Today finds us in Mapel, and the headquarters of SPLA Division 5. Here, we meet with the commander and his chief of military and political orientation. They openly confirm that there are upwards of 50 children that need to be demobilized, and want us to take them and provide them with opportunities back in their home communities. The process of registering all these children has yet to be completed, but the commander gathers as many of them as possible for us to meet, and soon about 20 children are before us in civilian clothing.
They range in age from what looks to be about 12 to 17. Speaking with them for over an hour in a small thatched shelter, they appear filled with anxiety, skepticism and questions about what will be in store for them on leaving the army. A number have been previously demobilized and, finding no support back home, returned to the SPLA. A few are orphaned, having lost either one or both parents. One boy, Martin, is particularly clever and vocal. He claims to be 20 but looks no older than 16. He doesn't believe any reintegration support will be forthcoming if he leaves the SPLA.
Yet nearly all of the children indicate they would like to go back to school if they could, preferably remaining together as a group. Their bonds run deep, no doubt forged through having lived through many difficult experiences together. One of the SPLA officers emphasizes that there is no place for children now in the new SPLA, that they will no longer receive a military salary soon and that they must return home where UNICEF and the government will support them. It is clear that for this program to succeed, it is vital to communicate regularly with these children to earn their trust and address their questions; it also means that we cannot fail them.
An hour away, in Tonj, and we meet two children formerly associated with the SPLA and now being supported to go back to school. Thirteen-year old Johnny has recently started catch-up classes and is keen to join the regular school program. He is living with a foster family and is happy. Fifteen-year old Abraham is attending primary school and lives with his uncle and extended family. He is very bright and motivated to continue his studies and has no desire to return to the military. I look at his notebook and it is impeccable; next to his neat handwriting, my own is a messy scrawl.
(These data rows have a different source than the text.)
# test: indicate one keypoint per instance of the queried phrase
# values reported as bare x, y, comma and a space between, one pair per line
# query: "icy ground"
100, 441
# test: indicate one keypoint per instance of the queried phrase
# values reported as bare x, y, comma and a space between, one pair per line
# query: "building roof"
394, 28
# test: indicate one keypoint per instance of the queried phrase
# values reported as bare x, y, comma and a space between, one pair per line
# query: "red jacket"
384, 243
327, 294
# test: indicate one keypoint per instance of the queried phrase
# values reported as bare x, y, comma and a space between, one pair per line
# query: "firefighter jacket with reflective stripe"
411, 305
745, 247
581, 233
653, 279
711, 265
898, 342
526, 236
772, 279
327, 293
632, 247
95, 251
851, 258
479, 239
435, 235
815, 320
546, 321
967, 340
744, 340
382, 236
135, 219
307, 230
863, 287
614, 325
Still, life is not easy for Abraham. He has no money to pay the school registration fee or to buy a uniform; the family's income is very limited and I count at least 12 mouths to feed in this family. Supplementing the school fees with a small income generating activity could really go a long way toward ensuring that Abraham is not forced to drop-out of school to contribute more financially to the family.
Spending the day with children at both ends of the spectrum of this long and challenging process known as release and reintegration has provided exactly the first hand perspective I was hoping for. Together with our discussions with numerous SPLA commanders and visits to existing and potential projects for reintegration, I now have a sense of the activities and results already being delivered -- and how we can strengthen our support, particularly at the community level.
There is no simple panacea to the issue of former child soldiers - the particularities of southern Sudan must be reflected in our response, if we are to succeed in our goal of making up for so many lost childhood years, and helping these young people contribute positively to a peaceful future for southern Sudan.